I assume you're talking about the small lake with no boat ramp. I'm curious how often guys use boats/kayaks to fish that lake. If not often, I can imagine some good-sized bass out in the deeper parts.


----------



## Ricky (Jul 5, 2012)

They're off the bank,imo.But that lake has never really been "bass heavy"


----------



## davidf5252 (Jul 5, 2012)

fishingguy61 said:


> I assume you're talking about the small lake with no boat ramp. I'm curious how often guys use boats/kayaks to fish that lake. If not often, I can imagine some good-sized bass out in the deeper parts.



I fished the smaller lake out of my kayak last week and managed a couple. One a tad over a pound..lost of top water action though... I dont have any electronics on the kayak so I dont know the contour out in the middle or depth. 

Anyone here had a depth finder out in the smaller lake?


----------



## SamYaAK (Jul 6, 2012)

david it starts from 20s to 30s or so by the concrete thing its 20 feet deep then when u go twords the middle it gets deeper


----------



## davidf5252 (Jul 12, 2012)

Thanks Sam. 

I Wish I Was Fishing and myself hit the big lake yesterday to try out my new fly rod.
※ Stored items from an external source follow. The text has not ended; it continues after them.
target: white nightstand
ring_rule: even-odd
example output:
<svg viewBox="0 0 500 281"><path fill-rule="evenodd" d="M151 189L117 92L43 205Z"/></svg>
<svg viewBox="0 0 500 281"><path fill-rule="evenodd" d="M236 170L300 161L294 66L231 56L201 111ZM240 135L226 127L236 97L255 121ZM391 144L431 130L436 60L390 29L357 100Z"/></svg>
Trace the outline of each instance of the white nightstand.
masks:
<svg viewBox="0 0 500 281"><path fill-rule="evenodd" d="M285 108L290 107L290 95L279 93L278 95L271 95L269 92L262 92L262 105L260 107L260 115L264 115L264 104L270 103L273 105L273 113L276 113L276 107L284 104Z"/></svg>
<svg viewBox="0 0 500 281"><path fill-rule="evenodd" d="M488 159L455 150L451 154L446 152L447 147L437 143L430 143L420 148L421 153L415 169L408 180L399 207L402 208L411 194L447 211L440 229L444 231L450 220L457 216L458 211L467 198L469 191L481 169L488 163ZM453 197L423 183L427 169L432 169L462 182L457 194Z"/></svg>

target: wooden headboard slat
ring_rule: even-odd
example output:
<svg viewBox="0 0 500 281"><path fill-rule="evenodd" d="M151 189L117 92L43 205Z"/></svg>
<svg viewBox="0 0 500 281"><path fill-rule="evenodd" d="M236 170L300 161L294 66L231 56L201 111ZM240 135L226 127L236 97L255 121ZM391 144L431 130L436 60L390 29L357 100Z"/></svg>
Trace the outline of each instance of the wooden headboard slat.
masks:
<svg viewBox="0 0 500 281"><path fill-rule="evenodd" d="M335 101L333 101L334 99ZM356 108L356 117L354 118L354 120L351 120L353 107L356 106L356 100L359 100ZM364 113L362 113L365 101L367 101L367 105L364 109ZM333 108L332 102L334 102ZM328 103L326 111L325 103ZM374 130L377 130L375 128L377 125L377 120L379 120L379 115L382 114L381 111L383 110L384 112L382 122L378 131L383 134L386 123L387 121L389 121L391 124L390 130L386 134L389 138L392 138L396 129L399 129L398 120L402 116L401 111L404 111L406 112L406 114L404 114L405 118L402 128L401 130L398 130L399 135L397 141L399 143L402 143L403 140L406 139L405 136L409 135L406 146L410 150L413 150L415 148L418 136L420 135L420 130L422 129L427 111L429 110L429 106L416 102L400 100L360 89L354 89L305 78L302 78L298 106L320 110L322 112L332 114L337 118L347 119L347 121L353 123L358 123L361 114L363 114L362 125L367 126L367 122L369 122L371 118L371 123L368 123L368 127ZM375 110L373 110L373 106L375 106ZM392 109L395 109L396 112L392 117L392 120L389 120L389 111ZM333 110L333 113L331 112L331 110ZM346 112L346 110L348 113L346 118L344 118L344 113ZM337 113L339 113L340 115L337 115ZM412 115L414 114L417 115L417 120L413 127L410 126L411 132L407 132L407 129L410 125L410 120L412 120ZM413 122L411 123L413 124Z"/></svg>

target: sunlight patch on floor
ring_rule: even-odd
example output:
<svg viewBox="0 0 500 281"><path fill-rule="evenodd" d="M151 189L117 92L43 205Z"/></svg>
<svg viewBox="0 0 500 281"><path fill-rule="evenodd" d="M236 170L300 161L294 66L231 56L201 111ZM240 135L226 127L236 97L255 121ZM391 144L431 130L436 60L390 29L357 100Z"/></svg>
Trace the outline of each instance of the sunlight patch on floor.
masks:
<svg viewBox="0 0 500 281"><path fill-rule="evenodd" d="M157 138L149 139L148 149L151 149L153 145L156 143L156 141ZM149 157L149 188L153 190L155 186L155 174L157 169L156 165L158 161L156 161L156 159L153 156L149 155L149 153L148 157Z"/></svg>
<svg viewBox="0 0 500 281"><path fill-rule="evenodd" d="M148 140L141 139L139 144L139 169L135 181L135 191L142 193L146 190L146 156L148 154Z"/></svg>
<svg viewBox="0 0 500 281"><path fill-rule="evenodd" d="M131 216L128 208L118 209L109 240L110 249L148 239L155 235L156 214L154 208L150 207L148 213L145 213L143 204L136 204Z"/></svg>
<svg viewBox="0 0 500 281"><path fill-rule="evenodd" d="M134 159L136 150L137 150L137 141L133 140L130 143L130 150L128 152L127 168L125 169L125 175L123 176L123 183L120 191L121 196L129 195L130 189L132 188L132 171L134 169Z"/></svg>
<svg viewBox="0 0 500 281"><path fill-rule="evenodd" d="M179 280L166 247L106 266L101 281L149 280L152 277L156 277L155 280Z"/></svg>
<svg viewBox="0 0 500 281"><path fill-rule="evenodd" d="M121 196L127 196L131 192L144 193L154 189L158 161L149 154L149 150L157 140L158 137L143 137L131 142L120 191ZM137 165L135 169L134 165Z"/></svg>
I got the casting down at the ramp and we headed out. (I had learned as a child but it had been 15 years since i used one)

IWIWF caught a bream and a couple small LM concentrating on the lillys and a cpl downed trees right by the ramp.  After missed 2 bass on a lizard I focused on watching the bass bust top water all around me and not hit anything i threw at them for over an hour. Fluke, Paddle tale fluke (3 colors and 2 sizes), Sebiel, KVD sq bill crank, Spook, Chug Bug, and even a couple bass poppers on the fly rod. They just plain wouldnt take anything I had.. 

Either way I got skunked for the first time in over 10 years...not happy about it  but it was still nice to get out on the water and fish with a new friend.


----------